Día 81. Nada como una estancia prolongada en casita para redescubrir objetos largamente abandonados, como un molinillo de café que llegó a nuestras vidas para hacernos partícipes de ese glorioso placer del que todo el mundo hablaba y que, como otros chismes, quedó arrimado durante años en el fondo de un ropero. Ese sí que fue un confinamiento largo.
Pero a veces pasan las cosas que pasan: compras una marca distinta y ¡sorpresa!, café en grano. No es lo que andaba buscando pero qué oportunidad, llegó el momento de usar la maquina, antes de que se oxide o se desintegre. Dicen que es una experiencia sublime, ese aroma, esas notas afrutadas…
Instrucciones: rellene, apriete el botón. Parece fácil.
Mi fantasía cafetera comenzó a desatarse con el encierro y la vida me ponía en las manos la oportunidad de saborear uno casi igualito al de la calle. ¿Debo interpretarlo como una señal? Ante tamaña provocación, mis papilas gustativas se perdieron en los recuerdos: ya verás, esto va a ser lo mismo que cuando lo tomaste solo por primera vez; prepárate, igualito que cuando por fin te decidiste a probar el aguacate.
Y sí, ocurrió, ocurre. Cada vez que abro la lata que contiene el preciado tesoro se me abre el apetito, las aletas de la nariz se mueven golosas y comienzo a paladear, como si ya tuviera en los labios, mmmm, la taza del rico café que me voy a tomar… si es que no se me quita antes la afición, porque mucho aroma y mucha experiencia sublime pero la verdad es que esto de ser sibarita es un tremendo coñazo, o yo no estoy hecha para tanta parafernalia.
Para empezar, no sé durante cuánto tiempo hay que moler el grano.
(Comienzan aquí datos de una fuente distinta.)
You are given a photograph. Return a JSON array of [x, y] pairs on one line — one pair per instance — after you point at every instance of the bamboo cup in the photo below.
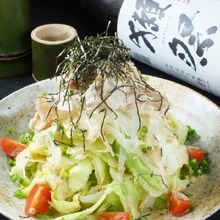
[[15, 42], [47, 42]]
Para seguir, la mitad de lo molido se queda dentro del recipiente, de manera que tengo que acudir a una cucharilla, al dedo o a lo que tenga a mano para vaciarlo y así aprovechar -que está muy caro en dinero y en mano de obra- cada granito minúsculo obtenido con paciencia y devoción. Para terminar, lavemos la máquina por dentro. Y para concluir (ya se ma están quitando las ganas), coloco lo molido en la cafetera, guardo el restante (lo admito, hago un poco más porque no tengo tanta paciencia a las siete de la mañana) y pongo una vela a Santa Rita, a ver si esta vez sí, el agua logra traspasarlo y pueda tomarme el dichoso café antes de una hora. Hasta manía le he cogido con tanta trabajera.
Salvando las distancias, el proceso me deja un regusto parecido a todo lo hago y no hago, siguiendo las instrucciones, recomendaciones y prohibiciones de las autoridades varias, antes, durante y después de una salida a la calle y en los lugares que no son mi casa. Me agoto. Similar al que me produce la poca lectura que hago de la prensa. Ma da flojera. Y también al que se me queda cuando descubro que en algunos ámbitos que hace tiempo que no pisaba, no es lo mismo pero sigue siendo más o menos igual. Me desalienta. Me cabrea.
Con la fase tres a la vuelta de la esquina lo voy asimilando, pero si lo pienso mucho se me quitan las ganas. Menos mal que me las devuelve la certeza del reencuentro con el aire libre, con el mar, con la gente querida, con la vida que me llama, que me ofrece a cada paso sus sabores agridulces y también su belleza. Voy a necesitar, para mantener la afición más o menos intacta, toneladas de humor, amor y paciencia. Molida o en grano.
(Hoy la música la pongo yo, mientras Manolo Benítez se toma un café o algo).